The laptop is a Mac and I’m usually working on Debian on my desktop, so there are changes to my workflows and I need to understand how the different tools work. I want to be sure that when we’re allowed to go outside again, I won’t immediately end up stuck and find that I have to go home again.

For a lot of this morning I was working on documentation. For this I’ve used org-mode and compared to writing Markdown in vim (as I’m doing now for this blog post) it’s a vastly superior way to produce lots of detailed technical text.

Some of the documentation is talking about how we use CloudFormation in Tor Metrics. Just after lunch I went to try some of these things out and found I didn’t have the AWS CLI installed. Installing it was fairly simple though and now it’s installed and I’ve got the access keys.

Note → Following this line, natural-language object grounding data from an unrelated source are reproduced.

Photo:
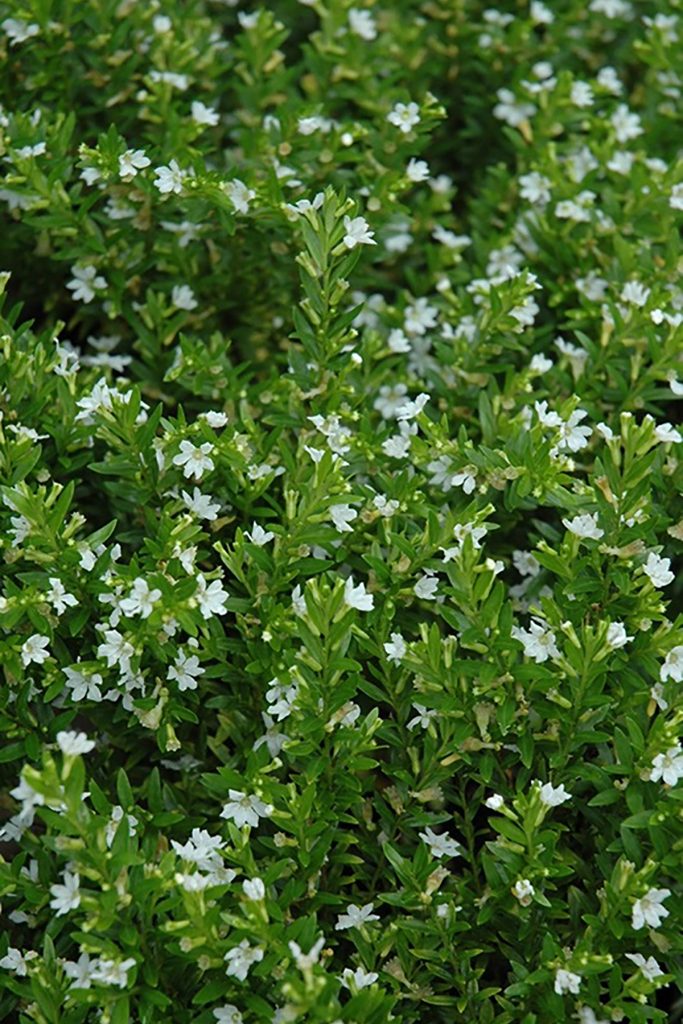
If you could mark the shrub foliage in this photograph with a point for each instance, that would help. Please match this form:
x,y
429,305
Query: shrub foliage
x,y
340,503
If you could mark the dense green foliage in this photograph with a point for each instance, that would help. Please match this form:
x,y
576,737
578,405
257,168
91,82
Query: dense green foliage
x,y
340,352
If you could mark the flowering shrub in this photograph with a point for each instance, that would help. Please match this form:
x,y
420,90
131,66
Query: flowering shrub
x,y
340,509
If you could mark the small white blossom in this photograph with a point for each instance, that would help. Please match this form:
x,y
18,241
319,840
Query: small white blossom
x,y
131,162
341,516
357,597
440,845
253,889
404,116
423,718
170,178
616,636
195,461
585,526
566,981
355,916
649,968
539,641
673,666
240,195
185,671
426,588
356,232
35,649
669,766
648,909
361,24
259,536
241,958
523,891
657,570
553,796
395,648
245,809
72,743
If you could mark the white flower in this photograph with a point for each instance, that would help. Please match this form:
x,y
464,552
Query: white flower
x,y
440,845
355,916
214,419
523,891
85,283
616,636
203,115
17,962
648,909
195,460
303,961
676,197
553,796
404,116
34,649
635,293
539,641
141,600
170,178
258,536
657,571
272,737
535,187
626,124
131,162
341,516
357,232
357,597
240,195
417,170
210,597
182,297
202,849
245,809
426,588
253,889
72,743
58,597
17,32
673,666
201,505
496,802
228,1015
241,958
355,980
423,718
116,649
649,968
669,766
66,897
185,671
582,94
565,981
361,24
668,434
585,526
395,648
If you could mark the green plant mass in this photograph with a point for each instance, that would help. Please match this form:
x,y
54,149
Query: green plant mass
x,y
341,638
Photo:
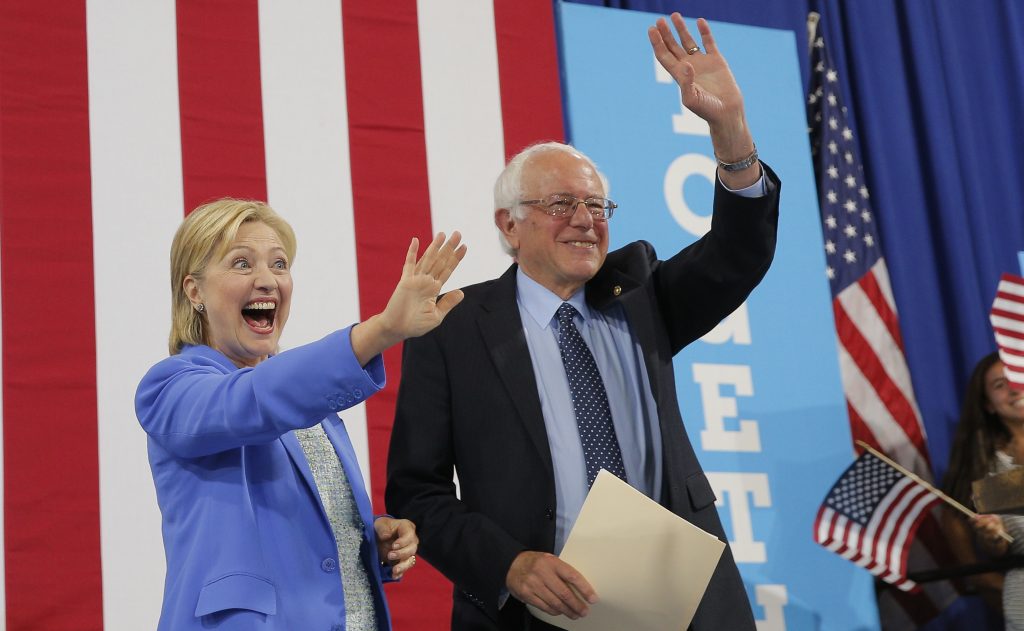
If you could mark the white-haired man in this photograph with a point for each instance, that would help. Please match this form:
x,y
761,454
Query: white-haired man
x,y
563,366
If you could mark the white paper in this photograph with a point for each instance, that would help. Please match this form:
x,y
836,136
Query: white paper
x,y
648,566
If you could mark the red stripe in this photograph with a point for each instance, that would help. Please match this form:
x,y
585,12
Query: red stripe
x,y
1011,297
1007,314
912,531
869,285
527,71
889,516
51,486
387,148
916,604
220,100
1009,333
876,374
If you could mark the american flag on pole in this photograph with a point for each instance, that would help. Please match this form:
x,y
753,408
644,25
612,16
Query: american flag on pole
x,y
880,396
1008,323
870,516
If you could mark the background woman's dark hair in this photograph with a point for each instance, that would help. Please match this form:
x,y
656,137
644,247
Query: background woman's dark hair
x,y
978,434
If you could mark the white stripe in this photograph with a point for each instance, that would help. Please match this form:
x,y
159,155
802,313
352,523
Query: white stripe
x,y
462,117
136,206
1014,376
867,321
839,534
868,546
1011,361
895,520
1005,304
305,126
1011,287
998,322
881,274
865,402
852,541
1014,343
901,536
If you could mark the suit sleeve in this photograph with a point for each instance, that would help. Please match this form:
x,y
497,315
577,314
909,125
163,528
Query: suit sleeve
x,y
468,547
192,408
704,283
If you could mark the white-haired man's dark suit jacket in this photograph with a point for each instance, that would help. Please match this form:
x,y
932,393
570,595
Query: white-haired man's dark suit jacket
x,y
469,401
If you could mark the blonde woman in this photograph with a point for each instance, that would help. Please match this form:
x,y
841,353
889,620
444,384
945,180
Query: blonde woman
x,y
266,521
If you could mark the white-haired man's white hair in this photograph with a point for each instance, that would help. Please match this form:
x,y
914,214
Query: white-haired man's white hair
x,y
508,186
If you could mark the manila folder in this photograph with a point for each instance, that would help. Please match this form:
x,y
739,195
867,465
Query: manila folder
x,y
648,566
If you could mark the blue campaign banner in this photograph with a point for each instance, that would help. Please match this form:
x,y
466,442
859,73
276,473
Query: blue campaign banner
x,y
761,394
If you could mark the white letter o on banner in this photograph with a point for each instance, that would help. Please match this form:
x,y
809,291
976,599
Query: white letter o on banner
x,y
680,169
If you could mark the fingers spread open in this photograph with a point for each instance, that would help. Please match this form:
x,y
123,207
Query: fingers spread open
x,y
449,301
706,37
685,38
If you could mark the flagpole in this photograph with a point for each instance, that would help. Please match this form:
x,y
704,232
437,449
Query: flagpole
x,y
948,500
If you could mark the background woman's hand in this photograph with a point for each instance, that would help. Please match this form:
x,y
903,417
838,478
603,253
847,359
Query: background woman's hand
x,y
414,307
396,544
989,530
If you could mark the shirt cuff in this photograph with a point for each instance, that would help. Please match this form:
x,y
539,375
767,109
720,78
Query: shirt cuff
x,y
756,190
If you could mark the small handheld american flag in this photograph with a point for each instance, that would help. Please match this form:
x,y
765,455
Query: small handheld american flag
x,y
1008,323
870,516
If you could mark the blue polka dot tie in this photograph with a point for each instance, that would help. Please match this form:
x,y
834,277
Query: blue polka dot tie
x,y
590,401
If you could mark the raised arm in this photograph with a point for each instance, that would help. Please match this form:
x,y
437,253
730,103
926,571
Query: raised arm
x,y
709,90
414,307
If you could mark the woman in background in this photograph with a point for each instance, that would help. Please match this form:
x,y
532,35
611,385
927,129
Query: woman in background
x,y
989,439
266,522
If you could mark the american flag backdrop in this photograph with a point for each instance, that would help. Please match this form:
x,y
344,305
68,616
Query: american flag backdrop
x,y
876,378
364,123
870,516
1008,323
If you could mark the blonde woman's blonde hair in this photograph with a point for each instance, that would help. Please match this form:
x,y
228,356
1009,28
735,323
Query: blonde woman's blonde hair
x,y
204,236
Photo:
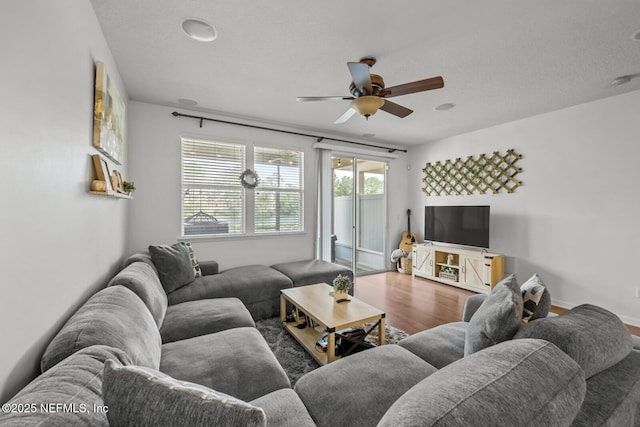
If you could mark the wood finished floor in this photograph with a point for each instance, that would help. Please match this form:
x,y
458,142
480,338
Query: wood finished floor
x,y
414,304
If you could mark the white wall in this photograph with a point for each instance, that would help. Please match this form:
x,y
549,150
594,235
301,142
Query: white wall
x,y
58,243
575,221
155,216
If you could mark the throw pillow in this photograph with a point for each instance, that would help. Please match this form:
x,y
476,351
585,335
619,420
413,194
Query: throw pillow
x,y
197,271
173,264
497,319
139,396
532,292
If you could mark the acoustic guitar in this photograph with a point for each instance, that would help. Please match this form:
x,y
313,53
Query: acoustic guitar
x,y
408,238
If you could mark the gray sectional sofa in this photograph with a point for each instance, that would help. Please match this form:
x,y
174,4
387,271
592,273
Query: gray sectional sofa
x,y
135,355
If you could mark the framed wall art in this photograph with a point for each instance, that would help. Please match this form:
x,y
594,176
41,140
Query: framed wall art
x,y
101,168
109,119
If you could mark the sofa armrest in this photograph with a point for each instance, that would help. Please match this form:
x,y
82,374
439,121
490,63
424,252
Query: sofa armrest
x,y
471,306
209,268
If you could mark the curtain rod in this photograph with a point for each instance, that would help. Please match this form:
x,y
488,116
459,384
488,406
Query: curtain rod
x,y
318,138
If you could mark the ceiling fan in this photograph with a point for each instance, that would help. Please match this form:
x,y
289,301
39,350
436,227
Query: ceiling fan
x,y
370,94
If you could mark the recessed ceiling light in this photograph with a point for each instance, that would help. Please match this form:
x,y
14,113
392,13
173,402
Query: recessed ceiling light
x,y
445,107
199,29
186,101
620,80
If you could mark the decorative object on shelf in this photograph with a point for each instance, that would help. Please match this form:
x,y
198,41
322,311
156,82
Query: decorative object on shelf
x,y
341,286
118,182
249,179
101,169
484,174
108,117
449,273
129,186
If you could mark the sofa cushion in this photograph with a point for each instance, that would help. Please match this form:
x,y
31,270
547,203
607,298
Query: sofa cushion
x,y
194,318
257,286
438,346
509,384
309,272
236,361
75,382
284,409
497,319
536,299
173,264
142,279
139,396
613,395
115,317
197,272
140,256
593,336
357,390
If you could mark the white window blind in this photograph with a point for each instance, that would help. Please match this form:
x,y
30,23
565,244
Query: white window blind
x,y
212,196
279,196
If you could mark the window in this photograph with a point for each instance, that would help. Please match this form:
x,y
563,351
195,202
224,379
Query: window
x,y
279,196
214,202
212,197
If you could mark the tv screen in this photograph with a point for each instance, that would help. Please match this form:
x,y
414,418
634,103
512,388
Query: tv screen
x,y
460,225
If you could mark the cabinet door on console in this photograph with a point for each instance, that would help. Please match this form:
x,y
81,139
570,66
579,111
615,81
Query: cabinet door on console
x,y
423,261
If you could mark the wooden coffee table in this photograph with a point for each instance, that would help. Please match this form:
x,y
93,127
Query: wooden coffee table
x,y
317,302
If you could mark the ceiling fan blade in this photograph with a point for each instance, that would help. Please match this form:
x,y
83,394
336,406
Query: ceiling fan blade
x,y
413,87
323,98
346,116
361,77
395,109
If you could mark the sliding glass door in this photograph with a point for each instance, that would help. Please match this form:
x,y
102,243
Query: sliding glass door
x,y
359,213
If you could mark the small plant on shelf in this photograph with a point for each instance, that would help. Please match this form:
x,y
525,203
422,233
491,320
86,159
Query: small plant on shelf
x,y
449,270
342,283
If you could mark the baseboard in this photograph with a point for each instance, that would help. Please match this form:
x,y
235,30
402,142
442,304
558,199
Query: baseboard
x,y
560,307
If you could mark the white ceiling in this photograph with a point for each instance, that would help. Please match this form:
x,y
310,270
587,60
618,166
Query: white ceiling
x,y
501,60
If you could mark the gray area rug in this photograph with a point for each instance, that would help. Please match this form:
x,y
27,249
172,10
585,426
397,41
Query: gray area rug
x,y
294,359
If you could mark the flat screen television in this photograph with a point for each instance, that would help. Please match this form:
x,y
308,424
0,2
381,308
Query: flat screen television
x,y
460,225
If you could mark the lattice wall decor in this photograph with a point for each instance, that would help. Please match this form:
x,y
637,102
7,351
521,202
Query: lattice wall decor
x,y
483,175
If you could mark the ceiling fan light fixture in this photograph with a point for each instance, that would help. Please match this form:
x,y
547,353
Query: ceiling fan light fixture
x,y
198,29
367,105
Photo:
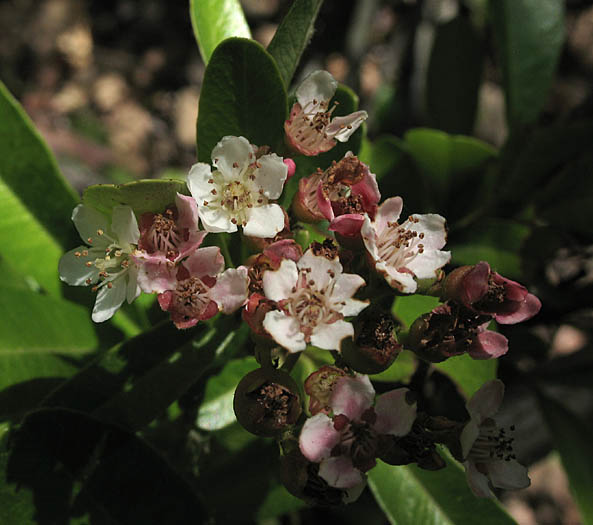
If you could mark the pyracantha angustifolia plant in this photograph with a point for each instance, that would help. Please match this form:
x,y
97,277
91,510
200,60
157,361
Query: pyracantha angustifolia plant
x,y
330,297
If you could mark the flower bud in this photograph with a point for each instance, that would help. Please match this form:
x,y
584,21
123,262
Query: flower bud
x,y
374,347
267,402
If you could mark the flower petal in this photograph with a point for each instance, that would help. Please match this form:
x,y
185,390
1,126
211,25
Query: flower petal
x,y
351,396
395,414
264,221
318,438
109,300
231,290
231,156
278,284
271,175
330,336
318,87
125,225
285,330
340,473
205,261
486,401
87,221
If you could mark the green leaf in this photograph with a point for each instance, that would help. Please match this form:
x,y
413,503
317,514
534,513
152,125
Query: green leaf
x,y
497,241
29,169
214,21
242,95
454,74
33,252
573,438
75,464
409,495
142,196
293,36
529,35
469,374
33,323
216,411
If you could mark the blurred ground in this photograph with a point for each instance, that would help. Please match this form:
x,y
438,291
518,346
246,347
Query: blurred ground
x,y
113,87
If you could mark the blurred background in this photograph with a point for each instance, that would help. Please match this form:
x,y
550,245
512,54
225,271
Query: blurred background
x,y
113,87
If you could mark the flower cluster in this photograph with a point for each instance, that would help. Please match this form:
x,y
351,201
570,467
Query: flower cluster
x,y
331,294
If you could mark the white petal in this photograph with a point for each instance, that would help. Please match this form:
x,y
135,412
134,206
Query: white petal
x,y
87,221
124,225
278,284
285,330
216,220
339,472
395,415
264,221
329,336
271,176
486,401
231,156
319,86
109,300
318,437
424,265
74,271
231,290
322,270
341,128
197,181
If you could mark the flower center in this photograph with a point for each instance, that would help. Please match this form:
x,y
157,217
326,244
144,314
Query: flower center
x,y
191,297
492,444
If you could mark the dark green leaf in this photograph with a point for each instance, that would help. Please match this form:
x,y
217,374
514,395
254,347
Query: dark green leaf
x,y
411,496
214,21
143,195
242,95
293,36
29,169
454,74
573,438
529,35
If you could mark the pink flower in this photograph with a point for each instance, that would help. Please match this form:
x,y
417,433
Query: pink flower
x,y
310,130
479,288
202,289
486,448
314,296
166,239
346,445
342,194
408,251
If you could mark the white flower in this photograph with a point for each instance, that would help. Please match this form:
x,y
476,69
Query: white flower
x,y
487,449
310,129
239,190
105,258
315,296
403,252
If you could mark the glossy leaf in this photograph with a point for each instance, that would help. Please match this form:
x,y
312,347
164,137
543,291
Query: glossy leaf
x,y
454,74
143,195
573,438
214,21
216,410
409,495
33,252
293,36
29,169
529,35
242,95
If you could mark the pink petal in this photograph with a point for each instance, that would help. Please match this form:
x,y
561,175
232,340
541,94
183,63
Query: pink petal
x,y
395,415
340,473
318,438
351,396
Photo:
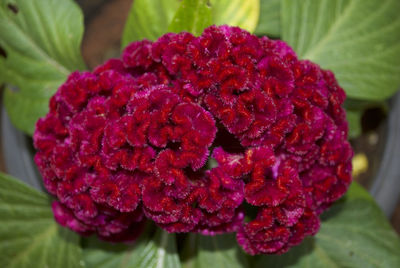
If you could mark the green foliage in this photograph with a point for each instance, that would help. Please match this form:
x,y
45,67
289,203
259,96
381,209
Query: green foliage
x,y
41,41
149,252
270,18
29,236
192,16
358,40
220,251
148,19
354,233
242,13
354,119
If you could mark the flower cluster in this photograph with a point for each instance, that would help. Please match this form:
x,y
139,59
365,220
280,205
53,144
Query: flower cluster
x,y
225,132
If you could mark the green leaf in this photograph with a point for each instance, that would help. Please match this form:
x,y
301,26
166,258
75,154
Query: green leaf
x,y
148,19
358,40
354,120
192,16
29,236
270,18
242,13
41,41
354,233
220,251
157,252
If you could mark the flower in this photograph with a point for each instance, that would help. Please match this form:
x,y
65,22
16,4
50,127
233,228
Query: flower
x,y
225,132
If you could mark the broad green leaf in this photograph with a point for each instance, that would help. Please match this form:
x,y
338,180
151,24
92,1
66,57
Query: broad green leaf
x,y
358,40
354,120
29,236
192,16
220,251
148,19
157,252
354,233
41,41
242,13
270,18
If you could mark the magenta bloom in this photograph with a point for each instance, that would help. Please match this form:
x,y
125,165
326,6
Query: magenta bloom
x,y
225,132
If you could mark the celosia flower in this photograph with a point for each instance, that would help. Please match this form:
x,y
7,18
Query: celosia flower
x,y
225,132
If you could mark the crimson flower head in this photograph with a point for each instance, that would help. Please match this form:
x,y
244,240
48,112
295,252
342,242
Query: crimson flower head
x,y
225,132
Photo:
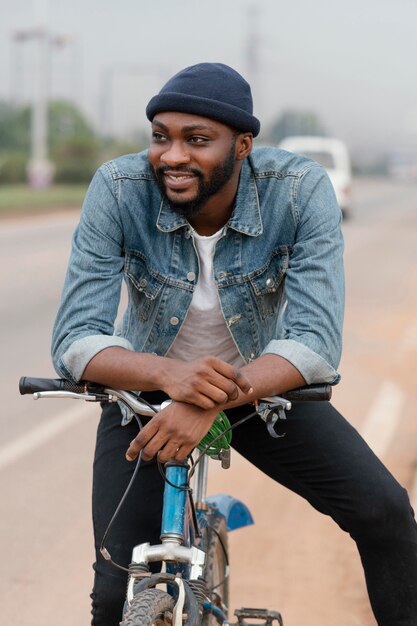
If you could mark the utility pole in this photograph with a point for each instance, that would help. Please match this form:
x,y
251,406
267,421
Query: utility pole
x,y
40,169
253,58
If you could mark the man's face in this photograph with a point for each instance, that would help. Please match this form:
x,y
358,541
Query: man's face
x,y
193,159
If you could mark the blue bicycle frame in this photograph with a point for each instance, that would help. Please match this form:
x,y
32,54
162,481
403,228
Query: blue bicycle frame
x,y
182,546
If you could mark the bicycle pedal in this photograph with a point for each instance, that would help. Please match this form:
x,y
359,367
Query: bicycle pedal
x,y
269,618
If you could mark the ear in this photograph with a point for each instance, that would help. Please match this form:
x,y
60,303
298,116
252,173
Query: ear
x,y
244,145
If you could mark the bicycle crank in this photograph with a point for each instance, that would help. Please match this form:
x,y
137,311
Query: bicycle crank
x,y
268,617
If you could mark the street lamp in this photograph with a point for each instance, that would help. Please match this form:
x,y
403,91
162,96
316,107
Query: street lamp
x,y
40,168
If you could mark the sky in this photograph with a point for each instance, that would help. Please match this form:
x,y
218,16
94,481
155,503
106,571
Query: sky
x,y
352,63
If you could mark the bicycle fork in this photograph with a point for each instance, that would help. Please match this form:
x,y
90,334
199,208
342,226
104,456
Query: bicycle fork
x,y
177,535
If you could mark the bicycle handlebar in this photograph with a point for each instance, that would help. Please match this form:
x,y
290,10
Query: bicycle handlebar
x,y
30,385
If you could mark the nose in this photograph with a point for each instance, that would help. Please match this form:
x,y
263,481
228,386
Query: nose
x,y
176,154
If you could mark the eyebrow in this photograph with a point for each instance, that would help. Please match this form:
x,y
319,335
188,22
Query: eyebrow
x,y
187,129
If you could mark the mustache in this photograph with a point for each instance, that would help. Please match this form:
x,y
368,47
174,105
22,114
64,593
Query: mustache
x,y
160,171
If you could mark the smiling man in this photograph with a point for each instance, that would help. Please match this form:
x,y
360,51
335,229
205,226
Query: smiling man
x,y
232,258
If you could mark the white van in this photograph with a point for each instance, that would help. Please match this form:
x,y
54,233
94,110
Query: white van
x,y
333,155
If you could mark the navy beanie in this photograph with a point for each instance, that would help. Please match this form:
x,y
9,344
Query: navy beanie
x,y
212,90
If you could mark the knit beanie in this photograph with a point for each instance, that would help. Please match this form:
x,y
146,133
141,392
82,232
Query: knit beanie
x,y
212,90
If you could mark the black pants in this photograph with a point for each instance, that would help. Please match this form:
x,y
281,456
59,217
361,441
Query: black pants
x,y
321,457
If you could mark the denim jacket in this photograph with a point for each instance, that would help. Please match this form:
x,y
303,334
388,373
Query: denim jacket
x,y
278,267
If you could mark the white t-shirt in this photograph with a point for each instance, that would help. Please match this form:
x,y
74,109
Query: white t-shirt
x,y
204,331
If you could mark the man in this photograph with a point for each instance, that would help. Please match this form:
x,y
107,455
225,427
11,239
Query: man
x,y
233,263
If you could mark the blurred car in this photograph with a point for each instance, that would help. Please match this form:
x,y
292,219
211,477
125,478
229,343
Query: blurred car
x,y
333,155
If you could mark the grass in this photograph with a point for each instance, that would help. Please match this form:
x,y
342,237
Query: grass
x,y
21,199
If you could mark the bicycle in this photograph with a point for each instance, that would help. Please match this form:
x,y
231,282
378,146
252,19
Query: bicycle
x,y
194,536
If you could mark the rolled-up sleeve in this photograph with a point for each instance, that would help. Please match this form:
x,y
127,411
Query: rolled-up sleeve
x,y
85,320
309,329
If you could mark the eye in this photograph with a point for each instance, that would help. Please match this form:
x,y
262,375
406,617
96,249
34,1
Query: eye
x,y
197,139
158,137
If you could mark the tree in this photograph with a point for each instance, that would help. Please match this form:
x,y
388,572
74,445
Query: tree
x,y
73,146
294,122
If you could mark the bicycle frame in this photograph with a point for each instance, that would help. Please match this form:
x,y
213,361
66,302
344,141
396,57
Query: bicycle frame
x,y
182,548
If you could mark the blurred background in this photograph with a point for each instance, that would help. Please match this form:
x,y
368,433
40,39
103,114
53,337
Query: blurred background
x,y
331,79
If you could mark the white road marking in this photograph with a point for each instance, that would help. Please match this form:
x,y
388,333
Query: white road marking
x,y
383,418
36,437
413,494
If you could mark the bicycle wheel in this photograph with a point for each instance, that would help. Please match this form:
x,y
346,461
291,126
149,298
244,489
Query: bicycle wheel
x,y
217,564
152,607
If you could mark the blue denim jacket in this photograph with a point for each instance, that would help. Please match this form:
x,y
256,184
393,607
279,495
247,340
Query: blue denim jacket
x,y
278,267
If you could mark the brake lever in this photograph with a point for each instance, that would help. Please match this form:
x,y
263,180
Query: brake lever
x,y
272,412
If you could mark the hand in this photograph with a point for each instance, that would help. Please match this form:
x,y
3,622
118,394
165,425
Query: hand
x,y
173,433
206,382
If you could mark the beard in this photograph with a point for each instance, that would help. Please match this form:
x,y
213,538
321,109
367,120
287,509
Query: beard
x,y
220,175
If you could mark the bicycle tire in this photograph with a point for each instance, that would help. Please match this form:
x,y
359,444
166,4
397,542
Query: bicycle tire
x,y
216,569
149,608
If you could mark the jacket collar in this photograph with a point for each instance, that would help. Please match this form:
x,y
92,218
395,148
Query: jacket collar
x,y
246,216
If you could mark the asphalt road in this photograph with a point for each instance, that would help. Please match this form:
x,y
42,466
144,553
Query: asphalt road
x,y
293,559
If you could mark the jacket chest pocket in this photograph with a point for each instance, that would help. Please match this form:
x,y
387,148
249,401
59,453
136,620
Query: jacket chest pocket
x,y
143,284
268,281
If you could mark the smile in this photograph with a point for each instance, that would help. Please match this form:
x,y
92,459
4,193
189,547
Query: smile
x,y
178,181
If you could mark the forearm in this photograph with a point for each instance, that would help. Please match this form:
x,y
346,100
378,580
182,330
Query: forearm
x,y
124,369
269,375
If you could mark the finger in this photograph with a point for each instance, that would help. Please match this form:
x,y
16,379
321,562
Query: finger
x,y
243,383
171,452
232,374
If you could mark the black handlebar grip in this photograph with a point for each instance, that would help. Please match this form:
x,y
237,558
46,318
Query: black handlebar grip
x,y
28,384
309,392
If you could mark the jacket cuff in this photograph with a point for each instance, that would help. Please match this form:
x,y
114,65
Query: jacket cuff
x,y
312,367
79,354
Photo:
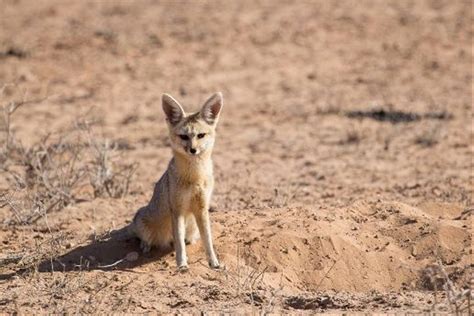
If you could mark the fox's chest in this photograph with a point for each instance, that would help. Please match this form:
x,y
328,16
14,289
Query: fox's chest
x,y
194,195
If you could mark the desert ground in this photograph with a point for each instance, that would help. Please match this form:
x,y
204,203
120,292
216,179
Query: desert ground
x,y
343,163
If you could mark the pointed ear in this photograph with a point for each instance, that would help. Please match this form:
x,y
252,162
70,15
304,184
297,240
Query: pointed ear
x,y
212,107
173,110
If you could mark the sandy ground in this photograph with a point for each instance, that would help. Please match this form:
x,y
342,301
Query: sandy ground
x,y
320,204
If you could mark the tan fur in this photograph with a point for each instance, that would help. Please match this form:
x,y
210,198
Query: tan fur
x,y
178,210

Shortly after this, I found that some of the files didn’t quite look right. I’d been working on them on my desktop and hadn’t pushed the new commits so I was looking at an old view. This one I would have had to have gone home for and I had to unplug the monitor, keyboard and mouse and stick them back in the desktop to push those changes, then straight back to the laptop.

Looking at our Ansible scripts, I was consolidating the “system” setup from a number of services into a single “metrics-common” role. We typically deploy our services on hosts that are managed by the Tor sysadmin team. They manage user accounts, system packages, backups and hardware monitoring so we can focus on the services. For development though we use AWS and we need to recreate the environment that they will give us, and that’s what “metrics-common” is for.

I learned about a new thing today, blocks. Blocks allow you to apply directives to a whole bunch of things at a time. Our “metrics-common” role needs to run as root, but then the rest of our stuff never runs as root because we assume we won’t have root access. Using a block we can do:

tasks:
- name: do the setup
  block:
  - name: step one
    ...
  - name: step two
    ...
  become: yes

The become: applies then to all of the tasks in the block without having to specify it every time.

Going back to the title, continue as normal, being on the laptop for the vast majority of the day meant I was disconnected from distractions like e-mail and IRC and so I completely missed all of the conversations going on about the state of the world.

It’s good to be informed and to understand the latest advice you need to follow, but also sometimes it’s good to just ignore everything and dig into some YAML-based domain-specific languages to orchestrate some systems.